1. Select a starting point and mark it as a visited node.
2. Sort the nodes adjacent to this starting point in order of traversal distance from closest to farthest.
3. Recursively executes steps 1 and 2 for the sorted neighboring nodes.
4. When all adjacent nodes have been traversed, return to the previous level of nodes and continue until the last level has been traversed.
5. For all unvisited nodes, sort the nodes according to the depth-first traversal method, again prioritizing the nodes adjacent to the visited nodes until all nodes have been traversed.

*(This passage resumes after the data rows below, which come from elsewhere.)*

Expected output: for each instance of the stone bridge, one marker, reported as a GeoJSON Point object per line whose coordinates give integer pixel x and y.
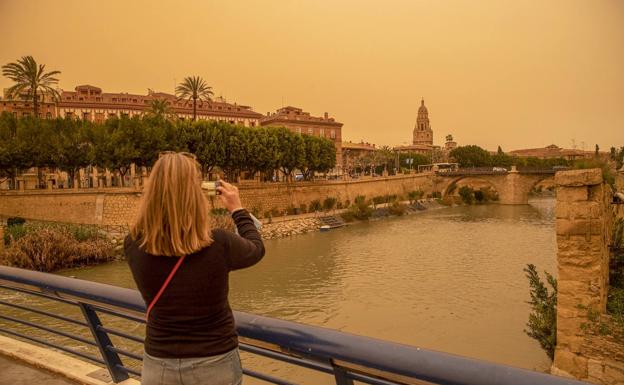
{"type": "Point", "coordinates": [513, 187]}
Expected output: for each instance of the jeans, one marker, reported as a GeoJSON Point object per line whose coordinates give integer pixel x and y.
{"type": "Point", "coordinates": [224, 369]}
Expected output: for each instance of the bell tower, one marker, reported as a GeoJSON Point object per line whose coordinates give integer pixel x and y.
{"type": "Point", "coordinates": [423, 134]}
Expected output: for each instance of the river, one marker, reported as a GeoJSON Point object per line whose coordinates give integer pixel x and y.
{"type": "Point", "coordinates": [449, 279]}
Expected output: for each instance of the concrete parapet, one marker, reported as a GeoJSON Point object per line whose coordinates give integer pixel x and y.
{"type": "Point", "coordinates": [583, 224]}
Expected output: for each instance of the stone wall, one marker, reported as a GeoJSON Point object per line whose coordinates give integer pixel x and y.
{"type": "Point", "coordinates": [584, 221]}
{"type": "Point", "coordinates": [110, 206]}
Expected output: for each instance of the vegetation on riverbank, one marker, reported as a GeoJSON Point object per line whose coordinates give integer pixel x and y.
{"type": "Point", "coordinates": [50, 247]}
{"type": "Point", "coordinates": [542, 324]}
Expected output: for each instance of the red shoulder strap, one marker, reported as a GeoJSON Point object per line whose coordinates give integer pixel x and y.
{"type": "Point", "coordinates": [164, 286]}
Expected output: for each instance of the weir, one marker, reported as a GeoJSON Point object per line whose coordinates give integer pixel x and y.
{"type": "Point", "coordinates": [346, 357]}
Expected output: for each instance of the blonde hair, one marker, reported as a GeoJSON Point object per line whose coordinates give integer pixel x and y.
{"type": "Point", "coordinates": [173, 215]}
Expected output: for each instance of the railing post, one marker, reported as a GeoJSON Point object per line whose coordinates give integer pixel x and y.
{"type": "Point", "coordinates": [340, 374]}
{"type": "Point", "coordinates": [113, 362]}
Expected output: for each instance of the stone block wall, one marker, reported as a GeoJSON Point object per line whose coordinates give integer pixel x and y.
{"type": "Point", "coordinates": [110, 206]}
{"type": "Point", "coordinates": [584, 219]}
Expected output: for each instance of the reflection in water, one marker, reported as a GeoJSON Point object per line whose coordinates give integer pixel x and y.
{"type": "Point", "coordinates": [448, 279]}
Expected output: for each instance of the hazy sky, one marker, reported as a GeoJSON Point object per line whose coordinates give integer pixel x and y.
{"type": "Point", "coordinates": [515, 73]}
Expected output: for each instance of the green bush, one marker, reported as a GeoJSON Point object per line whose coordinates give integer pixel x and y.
{"type": "Point", "coordinates": [55, 247]}
{"type": "Point", "coordinates": [315, 205]}
{"type": "Point", "coordinates": [377, 200]}
{"type": "Point", "coordinates": [397, 208]}
{"type": "Point", "coordinates": [413, 196]}
{"type": "Point", "coordinates": [14, 232]}
{"type": "Point", "coordinates": [12, 221]}
{"type": "Point", "coordinates": [348, 216]}
{"type": "Point", "coordinates": [542, 324]}
{"type": "Point", "coordinates": [361, 210]}
{"type": "Point", "coordinates": [329, 203]}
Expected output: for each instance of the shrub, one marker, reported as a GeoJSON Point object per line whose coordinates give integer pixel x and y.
{"type": "Point", "coordinates": [413, 196]}
{"type": "Point", "coordinates": [542, 324]}
{"type": "Point", "coordinates": [479, 196]}
{"type": "Point", "coordinates": [55, 247]}
{"type": "Point", "coordinates": [12, 221]}
{"type": "Point", "coordinates": [14, 232]}
{"type": "Point", "coordinates": [329, 203]}
{"type": "Point", "coordinates": [397, 208]}
{"type": "Point", "coordinates": [379, 200]}
{"type": "Point", "coordinates": [467, 194]}
{"type": "Point", "coordinates": [348, 216]}
{"type": "Point", "coordinates": [315, 205]}
{"type": "Point", "coordinates": [361, 209]}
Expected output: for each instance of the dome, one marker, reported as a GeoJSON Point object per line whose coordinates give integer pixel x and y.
{"type": "Point", "coordinates": [422, 109]}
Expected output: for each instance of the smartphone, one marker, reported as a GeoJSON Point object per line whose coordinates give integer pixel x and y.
{"type": "Point", "coordinates": [211, 187]}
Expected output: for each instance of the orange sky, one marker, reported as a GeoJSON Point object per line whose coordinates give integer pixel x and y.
{"type": "Point", "coordinates": [509, 72]}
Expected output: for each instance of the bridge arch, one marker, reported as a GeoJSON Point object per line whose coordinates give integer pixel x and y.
{"type": "Point", "coordinates": [512, 187]}
{"type": "Point", "coordinates": [476, 182]}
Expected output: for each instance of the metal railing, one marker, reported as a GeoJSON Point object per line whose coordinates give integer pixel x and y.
{"type": "Point", "coordinates": [345, 356]}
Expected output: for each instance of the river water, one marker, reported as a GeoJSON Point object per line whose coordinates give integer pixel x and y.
{"type": "Point", "coordinates": [449, 279]}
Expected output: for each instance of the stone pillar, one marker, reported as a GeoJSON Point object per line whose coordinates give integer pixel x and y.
{"type": "Point", "coordinates": [584, 219]}
{"type": "Point", "coordinates": [108, 178]}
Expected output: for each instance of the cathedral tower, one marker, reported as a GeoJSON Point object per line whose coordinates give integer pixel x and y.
{"type": "Point", "coordinates": [423, 134]}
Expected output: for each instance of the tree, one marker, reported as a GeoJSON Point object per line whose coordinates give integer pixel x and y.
{"type": "Point", "coordinates": [31, 78]}
{"type": "Point", "coordinates": [192, 89]}
{"type": "Point", "coordinates": [160, 109]}
{"type": "Point", "coordinates": [542, 322]}
{"type": "Point", "coordinates": [72, 146]}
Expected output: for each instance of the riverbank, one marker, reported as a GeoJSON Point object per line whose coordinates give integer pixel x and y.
{"type": "Point", "coordinates": [286, 226]}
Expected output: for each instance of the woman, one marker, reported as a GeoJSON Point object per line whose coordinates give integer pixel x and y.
{"type": "Point", "coordinates": [190, 336]}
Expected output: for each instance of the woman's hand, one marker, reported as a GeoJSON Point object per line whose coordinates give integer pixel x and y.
{"type": "Point", "coordinates": [229, 196]}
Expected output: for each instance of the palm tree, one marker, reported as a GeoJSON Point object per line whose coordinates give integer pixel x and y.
{"type": "Point", "coordinates": [194, 88]}
{"type": "Point", "coordinates": [32, 78]}
{"type": "Point", "coordinates": [160, 108]}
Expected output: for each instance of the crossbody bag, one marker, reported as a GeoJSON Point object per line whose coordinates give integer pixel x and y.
{"type": "Point", "coordinates": [164, 286]}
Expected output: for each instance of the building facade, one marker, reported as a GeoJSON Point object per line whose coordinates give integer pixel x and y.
{"type": "Point", "coordinates": [423, 134]}
{"type": "Point", "coordinates": [90, 103]}
{"type": "Point", "coordinates": [301, 122]}
{"type": "Point", "coordinates": [554, 151]}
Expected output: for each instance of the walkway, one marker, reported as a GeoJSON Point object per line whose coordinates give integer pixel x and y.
{"type": "Point", "coordinates": [17, 373]}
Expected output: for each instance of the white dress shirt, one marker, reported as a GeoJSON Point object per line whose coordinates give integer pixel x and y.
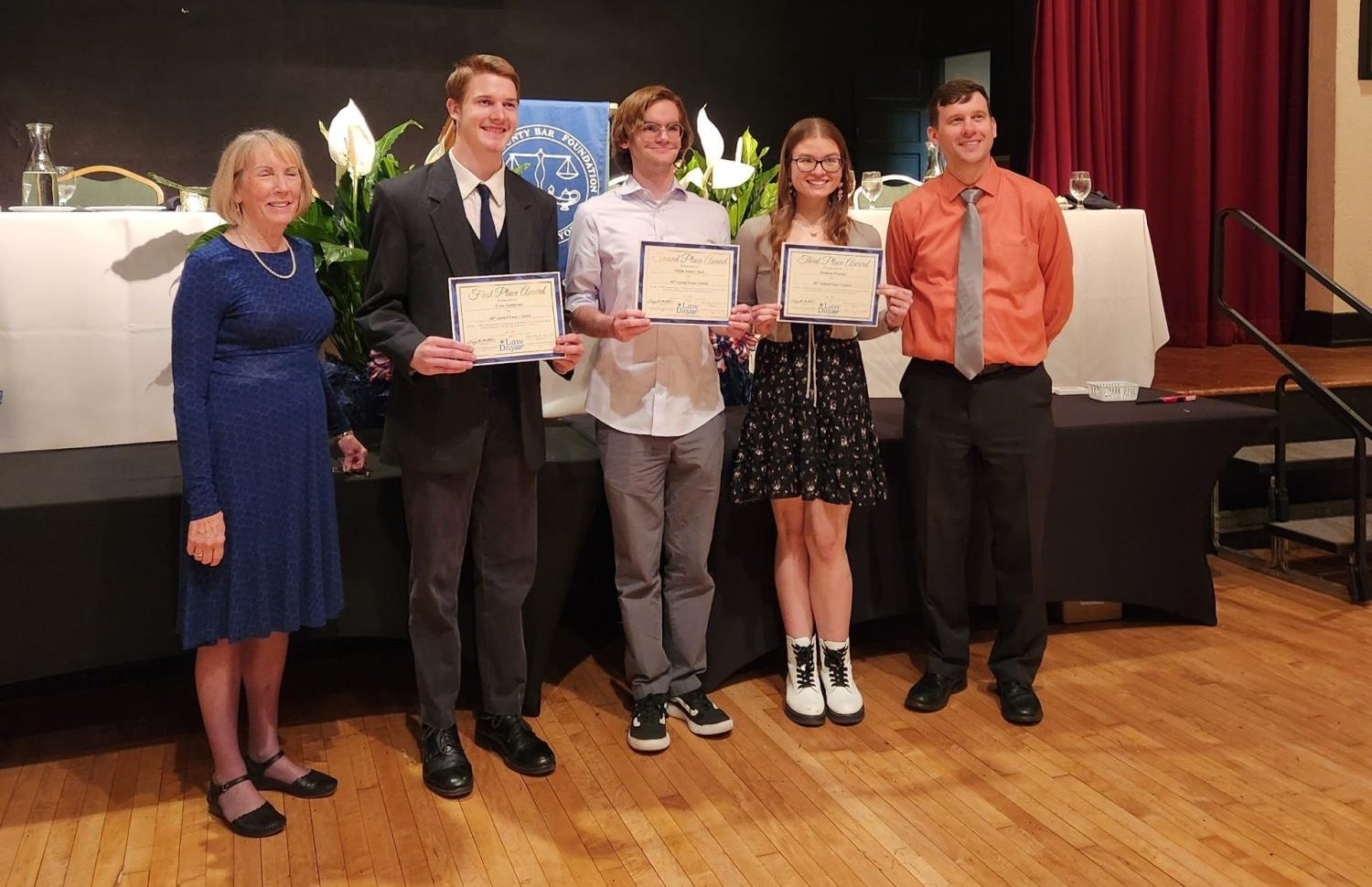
{"type": "Point", "coordinates": [663, 381]}
{"type": "Point", "coordinates": [466, 183]}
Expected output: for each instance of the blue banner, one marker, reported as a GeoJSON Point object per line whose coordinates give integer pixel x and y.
{"type": "Point", "coordinates": [563, 148]}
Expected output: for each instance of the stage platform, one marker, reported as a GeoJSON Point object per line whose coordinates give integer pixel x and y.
{"type": "Point", "coordinates": [1251, 370]}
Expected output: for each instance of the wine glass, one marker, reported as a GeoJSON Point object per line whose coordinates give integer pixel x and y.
{"type": "Point", "coordinates": [1078, 184]}
{"type": "Point", "coordinates": [872, 187]}
{"type": "Point", "coordinates": [66, 184]}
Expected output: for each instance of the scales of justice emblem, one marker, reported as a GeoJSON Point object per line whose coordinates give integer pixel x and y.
{"type": "Point", "coordinates": [557, 162]}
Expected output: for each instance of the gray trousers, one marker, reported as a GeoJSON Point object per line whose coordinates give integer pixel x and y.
{"type": "Point", "coordinates": [497, 500]}
{"type": "Point", "coordinates": [663, 494]}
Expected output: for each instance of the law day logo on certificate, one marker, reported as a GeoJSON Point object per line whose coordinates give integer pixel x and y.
{"type": "Point", "coordinates": [559, 164]}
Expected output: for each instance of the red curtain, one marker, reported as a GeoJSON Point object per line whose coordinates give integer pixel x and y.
{"type": "Point", "coordinates": [1184, 107]}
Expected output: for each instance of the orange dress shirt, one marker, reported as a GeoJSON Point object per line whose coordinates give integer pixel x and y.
{"type": "Point", "coordinates": [1026, 261]}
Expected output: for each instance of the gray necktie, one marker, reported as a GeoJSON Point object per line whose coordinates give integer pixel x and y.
{"type": "Point", "coordinates": [968, 348]}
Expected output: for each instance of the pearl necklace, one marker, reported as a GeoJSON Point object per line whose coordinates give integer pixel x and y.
{"type": "Point", "coordinates": [809, 230]}
{"type": "Point", "coordinates": [265, 266]}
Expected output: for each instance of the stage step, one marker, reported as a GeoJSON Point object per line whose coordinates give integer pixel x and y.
{"type": "Point", "coordinates": [1301, 455]}
{"type": "Point", "coordinates": [1325, 533]}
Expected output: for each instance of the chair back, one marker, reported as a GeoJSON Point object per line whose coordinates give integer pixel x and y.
{"type": "Point", "coordinates": [103, 186]}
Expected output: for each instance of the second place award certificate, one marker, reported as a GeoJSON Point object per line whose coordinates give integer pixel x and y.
{"type": "Point", "coordinates": [688, 283]}
{"type": "Point", "coordinates": [508, 317]}
{"type": "Point", "coordinates": [829, 284]}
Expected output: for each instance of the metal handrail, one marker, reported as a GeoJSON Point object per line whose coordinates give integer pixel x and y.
{"type": "Point", "coordinates": [1333, 403]}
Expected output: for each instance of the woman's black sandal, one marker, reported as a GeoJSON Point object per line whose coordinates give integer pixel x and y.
{"type": "Point", "coordinates": [260, 823]}
{"type": "Point", "coordinates": [313, 785]}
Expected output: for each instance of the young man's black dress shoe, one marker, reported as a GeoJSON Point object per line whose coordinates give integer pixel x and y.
{"type": "Point", "coordinates": [313, 785]}
{"type": "Point", "coordinates": [515, 741]}
{"type": "Point", "coordinates": [446, 769]}
{"type": "Point", "coordinates": [261, 823]}
{"type": "Point", "coordinates": [930, 692]}
{"type": "Point", "coordinates": [1018, 702]}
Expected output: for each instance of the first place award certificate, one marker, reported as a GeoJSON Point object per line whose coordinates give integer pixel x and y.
{"type": "Point", "coordinates": [829, 284]}
{"type": "Point", "coordinates": [508, 318]}
{"type": "Point", "coordinates": [688, 283]}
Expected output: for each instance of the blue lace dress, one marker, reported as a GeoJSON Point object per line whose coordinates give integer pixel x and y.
{"type": "Point", "coordinates": [252, 416]}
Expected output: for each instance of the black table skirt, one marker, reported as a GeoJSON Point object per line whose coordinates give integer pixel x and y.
{"type": "Point", "coordinates": [88, 540]}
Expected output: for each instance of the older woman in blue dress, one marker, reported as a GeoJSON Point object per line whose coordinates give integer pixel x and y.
{"type": "Point", "coordinates": [254, 416]}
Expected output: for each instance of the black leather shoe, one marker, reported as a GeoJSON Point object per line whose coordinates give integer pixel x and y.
{"type": "Point", "coordinates": [930, 692]}
{"type": "Point", "coordinates": [313, 785]}
{"type": "Point", "coordinates": [261, 823]}
{"type": "Point", "coordinates": [446, 769]}
{"type": "Point", "coordinates": [1018, 702]}
{"type": "Point", "coordinates": [515, 741]}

Sparse genomic matrix data has a large bandwidth due to the dispersed arrangement of non-zero elements. With the use of reverse Cuthill-Mckee matrix bandwidth compression, the bandwidth of the matrix is greatly reduced, and the scattered non-zero elements all converge towards the diagonal, which greatly improves computational efficiency and reduces memory requirements according to the relationship between computational complexity of lower-upper (LU) decomposition and memory requirements and bandwidth, which is followed by LU decomposition after RCM pre-processing. For most sparse matrix problems, due to the small number of elements being sorted, RCM has proven to be a more efficient algorithm in practice, as neither quick sort nor merge sort is as fast. It performs as fast as traditional execution, but with no reduction in speed for problems with a high number of nodes. The steps of the reverse Cuthill-Mckee algorithm are as follows:
1. Instantiate an empty queue Q for the alignment of the object R.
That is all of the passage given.